If you use taxi apps in Kenyan cities and towns, where services such as Uber, Bolt, and Little Cab exist, then you should be aware that driver partners have been airing their grievances about how their employers are treating them in terms of compensation. The issue has mostly been affecting Uber drivers, who, as of last week, had decided to strike. Many riders were unable to book Uber cabs, which forced them to use other apps such as Little and Bolt.
To note, the issue has been about the cut Uber takes from driver-partners. Uber was taking a premium commission at 25 percent in a market where others such as Little charge 15 percent. That number (25 percent and its variations) had been arrived at a couple of years ago when the apps collectively increased their rates. This meant that drivers had to dig deeper into their pockets to remit their commission to the digital taxi apps.
However, a few months ago, the rates were adjusted again following an intervention from Kenya’s Ministry of Transport and Infrastructure. According to the former Transport Cabinet Secretary (CS), all e-taxi driver-partners had to remit 18 percent of trip commission to their digital taxi operators.
The commission which shall be paid by a transport network driver or a transport network owner to the transport network company, which shall not exceed eighteen percent of the total earnings of the trip.
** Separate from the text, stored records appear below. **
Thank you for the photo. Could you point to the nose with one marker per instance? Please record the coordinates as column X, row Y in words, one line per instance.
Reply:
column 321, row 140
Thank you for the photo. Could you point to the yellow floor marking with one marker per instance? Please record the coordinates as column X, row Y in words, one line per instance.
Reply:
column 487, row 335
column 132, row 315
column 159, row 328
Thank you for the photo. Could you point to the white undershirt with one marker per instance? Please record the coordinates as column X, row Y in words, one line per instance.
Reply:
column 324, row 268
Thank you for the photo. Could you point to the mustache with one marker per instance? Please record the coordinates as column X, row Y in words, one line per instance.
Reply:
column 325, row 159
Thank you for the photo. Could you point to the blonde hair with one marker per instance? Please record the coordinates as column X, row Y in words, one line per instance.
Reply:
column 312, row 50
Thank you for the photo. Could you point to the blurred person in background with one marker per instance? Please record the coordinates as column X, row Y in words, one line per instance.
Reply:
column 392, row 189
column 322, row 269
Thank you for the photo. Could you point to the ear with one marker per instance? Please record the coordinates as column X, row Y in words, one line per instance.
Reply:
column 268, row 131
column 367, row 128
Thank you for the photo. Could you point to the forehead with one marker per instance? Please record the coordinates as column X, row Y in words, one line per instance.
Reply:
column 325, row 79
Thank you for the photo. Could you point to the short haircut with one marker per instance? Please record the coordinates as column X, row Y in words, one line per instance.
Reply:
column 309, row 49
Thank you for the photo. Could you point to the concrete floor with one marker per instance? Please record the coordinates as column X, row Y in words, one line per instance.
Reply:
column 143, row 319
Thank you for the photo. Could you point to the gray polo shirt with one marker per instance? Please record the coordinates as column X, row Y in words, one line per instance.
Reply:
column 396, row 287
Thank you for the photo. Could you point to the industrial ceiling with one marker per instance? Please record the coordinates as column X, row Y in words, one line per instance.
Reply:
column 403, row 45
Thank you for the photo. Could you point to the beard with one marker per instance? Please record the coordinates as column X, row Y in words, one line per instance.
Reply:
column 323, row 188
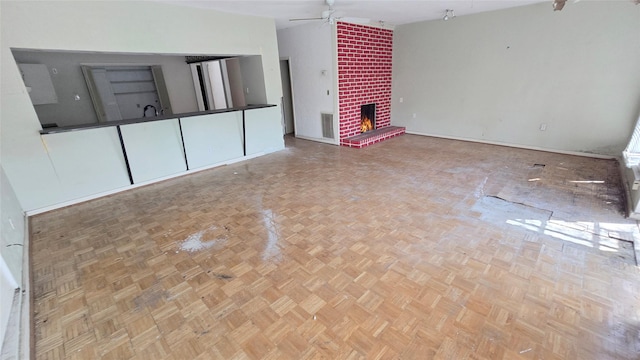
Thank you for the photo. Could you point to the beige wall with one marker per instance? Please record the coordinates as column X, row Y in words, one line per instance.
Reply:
column 109, row 26
column 499, row 76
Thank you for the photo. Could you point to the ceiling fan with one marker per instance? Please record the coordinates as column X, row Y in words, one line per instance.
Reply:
column 328, row 16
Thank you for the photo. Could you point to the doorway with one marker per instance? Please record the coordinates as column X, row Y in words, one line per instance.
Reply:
column 127, row 92
column 287, row 97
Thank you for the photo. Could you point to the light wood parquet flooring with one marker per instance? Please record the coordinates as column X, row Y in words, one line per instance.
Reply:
column 414, row 248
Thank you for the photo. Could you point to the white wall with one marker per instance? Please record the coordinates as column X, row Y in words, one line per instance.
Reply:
column 117, row 27
column 311, row 50
column 498, row 76
column 70, row 81
column 12, row 237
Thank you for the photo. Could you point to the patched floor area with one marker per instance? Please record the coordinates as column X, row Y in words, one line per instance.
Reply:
column 414, row 248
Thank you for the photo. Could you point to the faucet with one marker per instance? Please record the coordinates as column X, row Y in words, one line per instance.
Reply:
column 144, row 112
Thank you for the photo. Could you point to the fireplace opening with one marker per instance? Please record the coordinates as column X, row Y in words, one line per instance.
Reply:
column 367, row 117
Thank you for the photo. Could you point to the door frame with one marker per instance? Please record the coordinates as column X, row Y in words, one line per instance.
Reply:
column 293, row 97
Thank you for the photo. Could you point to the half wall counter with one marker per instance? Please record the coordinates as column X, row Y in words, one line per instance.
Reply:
column 101, row 157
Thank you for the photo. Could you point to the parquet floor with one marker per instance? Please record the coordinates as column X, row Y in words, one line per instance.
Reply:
column 414, row 248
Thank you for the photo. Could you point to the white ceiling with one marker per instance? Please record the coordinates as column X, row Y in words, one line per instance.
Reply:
column 392, row 12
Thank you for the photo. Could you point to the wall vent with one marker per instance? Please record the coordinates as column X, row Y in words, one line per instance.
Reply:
column 327, row 125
A transport network agreement shall not include terms or conditions designed to increase the commission payable by a transport network driver or transport network owner such that it exceeds eighteen percent of the total earnings per trip – states the regulations.
While Little maintained its rates, Uber did not, at least in a timely manner, adhere to the regulations. It is for this reason, among others such as the high cost of gas, that forced drivers to strike. This painted a bad picture in terms of how Uber addresses driver grievances, which is why it has reduced the charges from 25 percent o 18 percent – adds the regulations.
You can also argue that Uber has been compelled to do this, bearing in mind that it just cannot ignore local regulations and that Kenya is one of its biggest markets after it left Tanzania. Uber has also been on an expansion spree, and can now be found in Naivasha, Kisumu, and Gilgil, among other towns/cities.
Contrastingly, Bolt has the largest network in the country, as it operates in 16 towns. The company has also opened a regional office in Nairobi that will serve as a nerve centre for Africa operations.
These concerns had escalated in the past couple of weeks when Uber drivers could tell their riders that they couldn’t do long trips because of the poor returns. In some cases, an Uber driver could ask a rider to cancel a trip if he/she received a request from a rival service such as Little, whose rates, as said, are favourable to the driver.
“We are committed to Kenya and will continue to find workable solutions that benefit both riders and drivers using the platform as well as the business,” says Imran Manji, Head of East Africa for Uber.
“Since our launch, Uber has been actively working with regulators to help shape the future of ride-hailing in Kenya. This has been our aim since we launched in Nairobi in 2015, and we have stayed true to that.”
Imran concludes, “We are certainly excited about our future in Kenya. We remain committed to engaging with policymakers, raising the bar on safety, helping drivers grow their businesses, and improving the experience of riders.”
Uber has also launched Uber XL and Uber ChapChap Share in Kenya. Uber XL provides seating for up to 6 people and extra luggage and is great for airport trips and even for groups who are making a business trip. It is basically normal Uber, but with a larger vehicle/van. Uber ChapChap Share, on the other hand, is an option for a shared ride that gives up to 30% of savings on trip fares, when a rider is paired with a co-rider.